The RNA of this novel SARS-CoV-2 is ∼30 kb long, the same length as that of the SARS-CoV and MERS-CoV viruses that caused problems several years ago. SARS- CoV-2 shares 79% genome sequence identity with SARS- CoV and 50% with MERS- CoV.¹⁰ Its genome structure is similar to that of other betacoronaviruses. Replicase (ORF1a/ORF1b), spike (S), envelope (E), membrane (M), and nucleocapsid (N) are the six functional open reading frames (ORFs) organized in order from 5′ to 3′.¹¹SARS- CoV-2 shares more than 90% amino acid identity with SARS- CoV except for the S gene, which diverges.^10,12 Most of these SARS- CoV-2 non-structural proteins have greater than 85% amino acid sequence identity with SARS- CoV.¹¹

Coronaviruses have a pleomorphic, circular, or oval envelope. This virus measures 50–200 nanometers in diameter.^7,9 SARS-CoV-2 has a peculiar spike projection on its surface that resembles a solar corona.^7,9This newly discovered coronavirus encodes four large structural proteins that are spike (S), membrane (M), envelope (E), and nucleocapsid (N). The most important structure capable of binding to the receptor is the S protein. This glycoprotein, which is found on the virus's surface, is responsible for the virus's attachment to the receptor on the host cell.^9,13 In this virus, this protein also serves as the virus's primary antigenic structure.⁸This virus's S protein is a trimeric S glycoprotein, a class I fusion protein that mediates binding to the receptor of the host cell.¹⁴

The S protein of SARS-CoV-2 can interact strongly with the host cell via the ACE2 receptor as same as SARS- CoV, angiotensin-converting enzyme 2 (ACE2). This interaction poses a risk of human transmission to public health.^7,8 After the binding of s protein of the virus with ACE2, the envelope of virus fuse with the host cell membrane and enter the host cell.^7,13,15

Table 1. Epidemiology, Clinical sign, Pathogen and Diagnosis of COVID-19

Epidemiology:

· A recent travel to or residence in epidemic regions within 14 days.
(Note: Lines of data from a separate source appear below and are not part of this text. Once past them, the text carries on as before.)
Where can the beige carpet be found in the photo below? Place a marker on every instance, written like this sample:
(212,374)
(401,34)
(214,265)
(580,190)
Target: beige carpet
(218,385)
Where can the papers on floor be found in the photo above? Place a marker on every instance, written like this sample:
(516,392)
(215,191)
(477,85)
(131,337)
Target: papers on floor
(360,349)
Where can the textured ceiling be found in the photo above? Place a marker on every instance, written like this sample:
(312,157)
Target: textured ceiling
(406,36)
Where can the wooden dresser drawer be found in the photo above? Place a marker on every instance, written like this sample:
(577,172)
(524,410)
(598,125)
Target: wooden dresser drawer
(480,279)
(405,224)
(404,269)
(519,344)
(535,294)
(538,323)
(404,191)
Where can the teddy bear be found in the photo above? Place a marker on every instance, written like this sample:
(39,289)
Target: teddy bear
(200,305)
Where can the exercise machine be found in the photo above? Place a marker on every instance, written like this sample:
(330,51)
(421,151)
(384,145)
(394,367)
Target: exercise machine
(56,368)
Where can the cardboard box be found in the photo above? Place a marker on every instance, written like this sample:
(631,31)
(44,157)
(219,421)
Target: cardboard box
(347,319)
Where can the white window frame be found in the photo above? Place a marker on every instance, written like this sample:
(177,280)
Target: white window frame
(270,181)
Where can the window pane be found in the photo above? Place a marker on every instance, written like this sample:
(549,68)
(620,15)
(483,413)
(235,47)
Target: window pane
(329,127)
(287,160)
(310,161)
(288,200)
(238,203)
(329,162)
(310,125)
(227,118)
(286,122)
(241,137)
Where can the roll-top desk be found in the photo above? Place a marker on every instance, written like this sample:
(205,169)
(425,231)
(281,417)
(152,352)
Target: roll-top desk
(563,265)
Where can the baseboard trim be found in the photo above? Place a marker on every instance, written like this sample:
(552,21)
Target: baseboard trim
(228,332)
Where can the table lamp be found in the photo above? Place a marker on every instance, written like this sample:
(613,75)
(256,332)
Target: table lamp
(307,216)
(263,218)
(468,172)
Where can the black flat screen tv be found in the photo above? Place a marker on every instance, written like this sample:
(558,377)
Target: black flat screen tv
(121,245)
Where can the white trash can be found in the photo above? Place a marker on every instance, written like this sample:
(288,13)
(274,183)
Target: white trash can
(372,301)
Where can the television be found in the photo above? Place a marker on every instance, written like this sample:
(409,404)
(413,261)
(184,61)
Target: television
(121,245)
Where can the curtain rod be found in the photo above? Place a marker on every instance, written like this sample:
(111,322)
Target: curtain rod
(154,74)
· Contact with cases from other epidemicregions or symptomatic cases.

· Clustered cases or having contact with confirmed cases.

Clinical sign:

· Fever, Loss of taste and smell, difficulty in breathing.

· Dry cough, sore throat.

· Radiologic characteristics consistent with pneumonia.

· Normal or decreased leukocyte count at early stages, or lymphopenia.

Pathogen and Diagnosis:

· Detection of SARS-COV-2 or homology of SARS-COV-2 in the respiratory tract or blood specimens.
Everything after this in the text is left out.